The winning team—Li Cao, Pierre Foret, Teddy Legros, and Hosang Yoon, all MFE 19—won $20,000 in the competition semi-final, sponsored by Citadel LLC, a global asset management firm, and operated by data scientist recruiting firm Correlation One.
The Berkeley Haas semi-finalists will travel to the New York Stock Exchange later this fall to compete against top universities for a $100,000 grand prize.
The Sept. 8 competition asked teams to solve a complex problem by analyzing complex data sets.
More than 400 students across UC Berkeley applied to participate, and 100 were accepted. Event organizers grouped the contestants into teams, many of whom—including the winners—had not worked together before.
Choosing a question
The night before the event, the teams were given a description of data sets—data that applied to everything from 311 calls in New York state to restaurant inspection data. The teams were challenged choosing a question and finding the answer in the data.

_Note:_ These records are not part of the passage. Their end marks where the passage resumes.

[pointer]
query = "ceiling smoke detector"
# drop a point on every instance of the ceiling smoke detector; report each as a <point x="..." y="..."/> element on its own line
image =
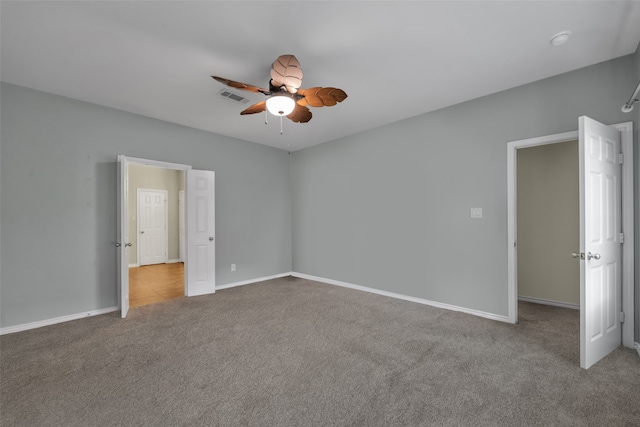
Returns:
<point x="560" y="38"/>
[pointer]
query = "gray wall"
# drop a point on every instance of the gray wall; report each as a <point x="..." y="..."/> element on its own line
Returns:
<point x="58" y="185"/>
<point x="389" y="208"/>
<point x="548" y="220"/>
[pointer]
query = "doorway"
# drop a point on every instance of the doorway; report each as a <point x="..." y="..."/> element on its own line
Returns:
<point x="548" y="224"/>
<point x="591" y="146"/>
<point x="156" y="270"/>
<point x="199" y="220"/>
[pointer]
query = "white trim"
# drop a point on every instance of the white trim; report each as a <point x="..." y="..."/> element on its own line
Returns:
<point x="626" y="133"/>
<point x="157" y="163"/>
<point x="61" y="319"/>
<point x="248" y="282"/>
<point x="549" y="302"/>
<point x="404" y="297"/>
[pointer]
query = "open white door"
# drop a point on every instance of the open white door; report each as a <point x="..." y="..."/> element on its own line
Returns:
<point x="123" y="235"/>
<point x="600" y="240"/>
<point x="201" y="269"/>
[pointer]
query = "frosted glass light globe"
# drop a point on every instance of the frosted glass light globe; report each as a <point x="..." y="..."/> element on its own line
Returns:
<point x="280" y="105"/>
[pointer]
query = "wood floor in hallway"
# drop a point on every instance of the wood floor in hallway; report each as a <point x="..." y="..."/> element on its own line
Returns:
<point x="150" y="284"/>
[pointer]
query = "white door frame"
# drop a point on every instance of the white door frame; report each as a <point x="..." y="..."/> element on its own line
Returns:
<point x="626" y="133"/>
<point x="166" y="222"/>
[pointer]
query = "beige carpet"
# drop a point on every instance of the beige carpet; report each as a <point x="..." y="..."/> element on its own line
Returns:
<point x="292" y="352"/>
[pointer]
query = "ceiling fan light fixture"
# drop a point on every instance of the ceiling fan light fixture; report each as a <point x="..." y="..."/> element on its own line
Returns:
<point x="280" y="105"/>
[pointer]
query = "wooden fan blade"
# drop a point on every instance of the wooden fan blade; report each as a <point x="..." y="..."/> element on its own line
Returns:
<point x="323" y="96"/>
<point x="286" y="71"/>
<point x="242" y="86"/>
<point x="300" y="114"/>
<point x="255" y="108"/>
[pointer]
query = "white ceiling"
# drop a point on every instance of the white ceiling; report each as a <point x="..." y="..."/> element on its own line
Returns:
<point x="394" y="59"/>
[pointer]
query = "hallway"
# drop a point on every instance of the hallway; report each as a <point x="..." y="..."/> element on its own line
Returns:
<point x="150" y="284"/>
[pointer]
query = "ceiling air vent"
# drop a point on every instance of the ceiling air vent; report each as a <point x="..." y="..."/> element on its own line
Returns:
<point x="233" y="96"/>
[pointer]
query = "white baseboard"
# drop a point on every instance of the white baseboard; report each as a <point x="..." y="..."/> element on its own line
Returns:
<point x="248" y="282"/>
<point x="405" y="297"/>
<point x="47" y="322"/>
<point x="550" y="302"/>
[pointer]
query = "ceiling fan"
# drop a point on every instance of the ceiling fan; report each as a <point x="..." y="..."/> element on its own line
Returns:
<point x="285" y="97"/>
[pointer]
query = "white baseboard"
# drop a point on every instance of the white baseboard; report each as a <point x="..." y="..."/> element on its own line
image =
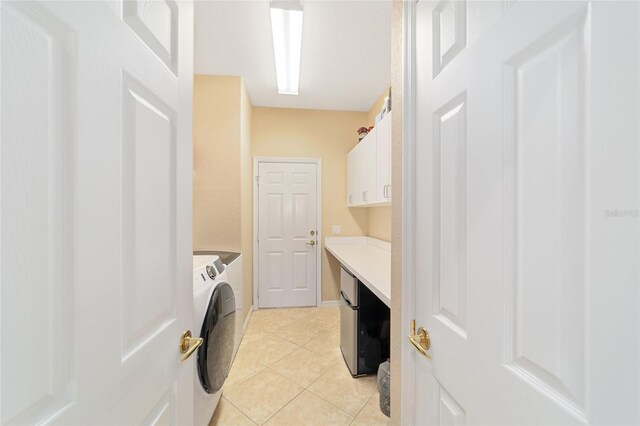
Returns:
<point x="246" y="320"/>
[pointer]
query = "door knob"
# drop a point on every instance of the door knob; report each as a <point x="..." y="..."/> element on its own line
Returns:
<point x="188" y="344"/>
<point x="420" y="340"/>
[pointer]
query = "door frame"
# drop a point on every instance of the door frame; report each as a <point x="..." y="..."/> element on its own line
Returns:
<point x="407" y="354"/>
<point x="256" y="250"/>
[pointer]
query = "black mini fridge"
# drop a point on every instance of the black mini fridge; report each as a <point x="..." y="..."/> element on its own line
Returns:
<point x="364" y="326"/>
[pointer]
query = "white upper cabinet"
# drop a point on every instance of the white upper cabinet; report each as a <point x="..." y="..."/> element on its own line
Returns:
<point x="383" y="161"/>
<point x="351" y="176"/>
<point x="369" y="168"/>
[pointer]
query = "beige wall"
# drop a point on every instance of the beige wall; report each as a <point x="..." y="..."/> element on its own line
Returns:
<point x="222" y="170"/>
<point x="246" y="214"/>
<point x="379" y="217"/>
<point x="216" y="160"/>
<point x="329" y="135"/>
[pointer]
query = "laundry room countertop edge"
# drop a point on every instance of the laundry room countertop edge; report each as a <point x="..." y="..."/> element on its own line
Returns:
<point x="367" y="258"/>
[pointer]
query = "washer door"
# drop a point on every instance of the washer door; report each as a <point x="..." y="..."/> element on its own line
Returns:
<point x="218" y="331"/>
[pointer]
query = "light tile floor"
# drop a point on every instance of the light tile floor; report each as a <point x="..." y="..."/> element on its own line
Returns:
<point x="289" y="371"/>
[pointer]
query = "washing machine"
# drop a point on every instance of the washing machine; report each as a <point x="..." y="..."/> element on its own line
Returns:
<point x="214" y="307"/>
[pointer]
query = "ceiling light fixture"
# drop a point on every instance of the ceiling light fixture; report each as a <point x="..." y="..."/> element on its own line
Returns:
<point x="286" y="27"/>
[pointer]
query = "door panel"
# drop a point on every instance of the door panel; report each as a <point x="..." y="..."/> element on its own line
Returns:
<point x="35" y="154"/>
<point x="287" y="209"/>
<point x="517" y="176"/>
<point x="96" y="217"/>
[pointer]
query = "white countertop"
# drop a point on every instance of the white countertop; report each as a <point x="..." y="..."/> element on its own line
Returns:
<point x="368" y="259"/>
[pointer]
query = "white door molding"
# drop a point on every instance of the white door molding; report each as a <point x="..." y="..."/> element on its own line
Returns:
<point x="256" y="275"/>
<point x="407" y="413"/>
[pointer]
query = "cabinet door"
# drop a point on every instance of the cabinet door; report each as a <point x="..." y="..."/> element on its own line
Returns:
<point x="383" y="161"/>
<point x="366" y="169"/>
<point x="351" y="177"/>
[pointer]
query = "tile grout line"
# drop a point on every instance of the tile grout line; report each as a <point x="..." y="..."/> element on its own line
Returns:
<point x="243" y="413"/>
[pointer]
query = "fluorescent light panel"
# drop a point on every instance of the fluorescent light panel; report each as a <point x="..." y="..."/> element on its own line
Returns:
<point x="286" y="26"/>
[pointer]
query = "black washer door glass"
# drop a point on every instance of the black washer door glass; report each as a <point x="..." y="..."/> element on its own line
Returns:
<point x="218" y="331"/>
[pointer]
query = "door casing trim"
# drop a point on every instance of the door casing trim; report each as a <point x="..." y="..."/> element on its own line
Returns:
<point x="256" y="276"/>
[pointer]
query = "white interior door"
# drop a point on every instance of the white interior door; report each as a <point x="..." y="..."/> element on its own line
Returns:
<point x="526" y="220"/>
<point x="96" y="212"/>
<point x="287" y="234"/>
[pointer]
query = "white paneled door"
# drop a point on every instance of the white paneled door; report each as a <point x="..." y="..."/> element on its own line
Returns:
<point x="526" y="240"/>
<point x="288" y="236"/>
<point x="96" y="212"/>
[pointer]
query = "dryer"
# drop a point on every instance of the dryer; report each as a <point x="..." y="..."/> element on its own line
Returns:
<point x="214" y="307"/>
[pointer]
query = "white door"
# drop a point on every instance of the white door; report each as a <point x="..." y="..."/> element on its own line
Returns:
<point x="96" y="212"/>
<point x="287" y="234"/>
<point x="526" y="221"/>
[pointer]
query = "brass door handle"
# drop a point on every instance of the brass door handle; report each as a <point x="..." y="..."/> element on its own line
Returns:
<point x="188" y="344"/>
<point x="421" y="340"/>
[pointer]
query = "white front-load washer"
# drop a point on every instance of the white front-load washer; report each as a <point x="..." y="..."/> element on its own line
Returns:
<point x="214" y="307"/>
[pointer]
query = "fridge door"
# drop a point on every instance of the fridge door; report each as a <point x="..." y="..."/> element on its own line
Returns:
<point x="349" y="286"/>
<point x="349" y="334"/>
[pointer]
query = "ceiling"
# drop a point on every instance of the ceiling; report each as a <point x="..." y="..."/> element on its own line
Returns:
<point x="346" y="48"/>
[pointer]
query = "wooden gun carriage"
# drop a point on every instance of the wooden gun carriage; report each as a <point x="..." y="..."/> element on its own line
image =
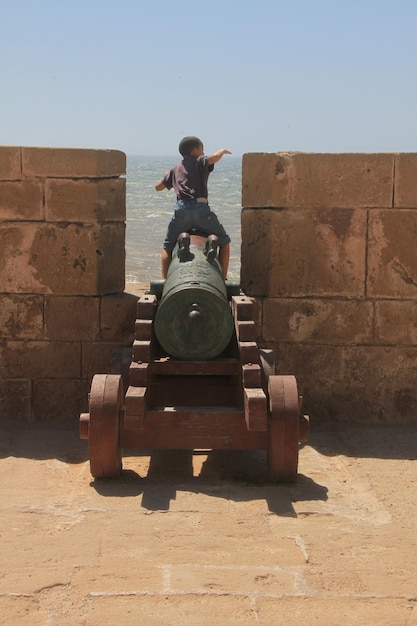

“Most data science competitions focus on achieving the best possible score for a predefined metric,” Foret said. “In contrast, we had to come up with our own question, which is a lot closer to the type of problems a data scientist has to tackle in the industry.”
The team outlined two goals: identifying the top factors that influence public health in New York state and providing local government officials with policy recommendations based on their analysis.
Working through the night, they prepared code that allowed them to test their hypotheses quickly, so they were able to spend most of the competition time running experiments, analyzing the data, and choosing the most relevant problem to solve.
Legros said their data analysis tracked factors that affect residents’ health, including both traditional socioeconomic ones and several lifestyle considerations—such as smoking habits, eating habits and living conditions—that evolve over time. “Next, we identified clusters of regions where some of these determining lifestyle factors are more dominant. This can help policymakers develop regional proposals to improve the health of residents.”
“It was one of the most intense 24 hours I have spent,” Yoon said. “While the competition itself was short, I really learned a lot from our preparation.”
The judges, announcing the winner, said they impressed by the originality of the team’s question and the strategy to focus on comprehensive view of the factors involved.